[Extensions] Pass non-tensor objects / maintain C++ state

I’m working with a C++ class that I would like to use from Python, during inference, to implement a low-latency GEMM operation. The class holds onto certain CUDA objects such as matrix descriptors and handles to reduce the overhead of subsequent calls (because the matrix sizes and types don’t change).

The documentation I have found for the C++ extension only shows how to pass tensors between Python and C++. Is it possible for the C++ side to “maintain state” (between forward pass iterations) so I can avoid re-initializing the descriptors and handles?
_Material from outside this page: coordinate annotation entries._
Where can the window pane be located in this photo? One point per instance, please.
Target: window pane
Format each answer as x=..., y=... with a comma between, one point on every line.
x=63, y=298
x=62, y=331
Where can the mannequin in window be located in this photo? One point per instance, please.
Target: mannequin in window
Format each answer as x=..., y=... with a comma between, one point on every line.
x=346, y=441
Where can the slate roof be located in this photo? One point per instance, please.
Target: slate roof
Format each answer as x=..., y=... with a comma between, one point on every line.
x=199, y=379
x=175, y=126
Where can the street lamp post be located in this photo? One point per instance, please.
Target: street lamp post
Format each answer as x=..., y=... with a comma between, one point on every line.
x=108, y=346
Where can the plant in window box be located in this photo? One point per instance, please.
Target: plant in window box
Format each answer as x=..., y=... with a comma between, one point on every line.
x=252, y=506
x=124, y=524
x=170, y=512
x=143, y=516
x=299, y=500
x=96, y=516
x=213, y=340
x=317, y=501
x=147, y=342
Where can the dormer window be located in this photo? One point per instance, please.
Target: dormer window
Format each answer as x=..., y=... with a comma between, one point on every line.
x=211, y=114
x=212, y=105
Or if not, is it possible to pass generic objects from Python to C++ and back (via the PyTorch extension API) so I can initialize them the first iteration and then re-use them subsequent iterations?

If I have to re-initialize everything each iteration then this technique is no faster than the current implementation, and it’s only feasible from C++, which would greatly reduce the impact. So any help here, even vaguely so, would be much appreciated!
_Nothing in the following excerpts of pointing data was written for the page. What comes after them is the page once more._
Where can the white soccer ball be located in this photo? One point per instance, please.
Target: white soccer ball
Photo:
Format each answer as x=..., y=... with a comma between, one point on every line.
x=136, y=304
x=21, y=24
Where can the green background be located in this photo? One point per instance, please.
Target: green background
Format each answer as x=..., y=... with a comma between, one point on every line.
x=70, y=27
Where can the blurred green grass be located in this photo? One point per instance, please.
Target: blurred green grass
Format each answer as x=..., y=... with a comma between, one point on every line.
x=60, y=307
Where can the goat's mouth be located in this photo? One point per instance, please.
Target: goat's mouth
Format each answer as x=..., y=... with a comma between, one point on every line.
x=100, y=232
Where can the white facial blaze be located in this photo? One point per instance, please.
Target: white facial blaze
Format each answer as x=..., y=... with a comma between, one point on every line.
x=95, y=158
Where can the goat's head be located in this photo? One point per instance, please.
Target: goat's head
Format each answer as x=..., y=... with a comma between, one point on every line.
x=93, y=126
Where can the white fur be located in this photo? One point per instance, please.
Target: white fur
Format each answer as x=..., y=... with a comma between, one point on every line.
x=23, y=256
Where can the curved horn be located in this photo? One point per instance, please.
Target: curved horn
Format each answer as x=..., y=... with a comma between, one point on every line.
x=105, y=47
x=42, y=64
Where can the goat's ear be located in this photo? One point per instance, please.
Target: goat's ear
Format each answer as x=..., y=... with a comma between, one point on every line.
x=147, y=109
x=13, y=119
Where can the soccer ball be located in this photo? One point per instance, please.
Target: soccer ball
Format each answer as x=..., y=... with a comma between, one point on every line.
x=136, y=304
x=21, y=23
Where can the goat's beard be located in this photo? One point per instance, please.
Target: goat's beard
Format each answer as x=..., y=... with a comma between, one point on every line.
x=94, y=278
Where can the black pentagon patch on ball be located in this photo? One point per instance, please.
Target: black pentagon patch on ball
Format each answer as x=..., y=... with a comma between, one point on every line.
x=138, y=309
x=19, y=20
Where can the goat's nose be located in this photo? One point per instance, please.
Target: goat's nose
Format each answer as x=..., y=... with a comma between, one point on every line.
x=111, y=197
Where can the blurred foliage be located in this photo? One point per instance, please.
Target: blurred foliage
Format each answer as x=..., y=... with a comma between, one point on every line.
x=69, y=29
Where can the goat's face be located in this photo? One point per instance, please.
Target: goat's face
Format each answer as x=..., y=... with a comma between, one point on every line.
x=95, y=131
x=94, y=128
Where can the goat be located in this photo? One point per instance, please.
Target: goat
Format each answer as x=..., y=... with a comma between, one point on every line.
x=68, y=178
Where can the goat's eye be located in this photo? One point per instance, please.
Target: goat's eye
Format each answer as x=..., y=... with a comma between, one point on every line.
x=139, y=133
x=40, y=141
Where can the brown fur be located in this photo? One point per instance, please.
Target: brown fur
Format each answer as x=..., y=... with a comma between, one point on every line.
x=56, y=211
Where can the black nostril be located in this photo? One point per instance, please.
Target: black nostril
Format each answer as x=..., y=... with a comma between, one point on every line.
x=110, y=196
I’ll partially answer my own question. It looks like handles are shared / created / destroyed following these examples: cuBLAS, cuSPARSE. It would be great if I could store other state such as matrix descriptors, or efficiently pass these back/forth between Python…

Essentially, PyTorch keeps some state in global (but you need to make sure to not run into threading issues with them) or thread-local variables.
You could do the same in your extension.
Or you could pass in a uint8 tensor that you use as a buffer.

Best regards


Thanks @tom. I see the DeviceThreadHandlePool class that you use for thread-local state (e.g. handles), can you point me to an example or the class you use for global state?

And with regards to passing in a uint8 tensor for a buffer, I assume that means the extension only supports passing tensor objects to C++?

For this to work I think I would need to somehow “assign” the raw data pointer to a new object. Example: if I wanted to store a string object in the uint8 tensor buffer like this. Is there a way to do this, e.g. replace the data pointer in the tensor? I’d presumably call a C++ cleanup function from Python if calling cudaFree wasn’t the right thing to do for this raw pointer.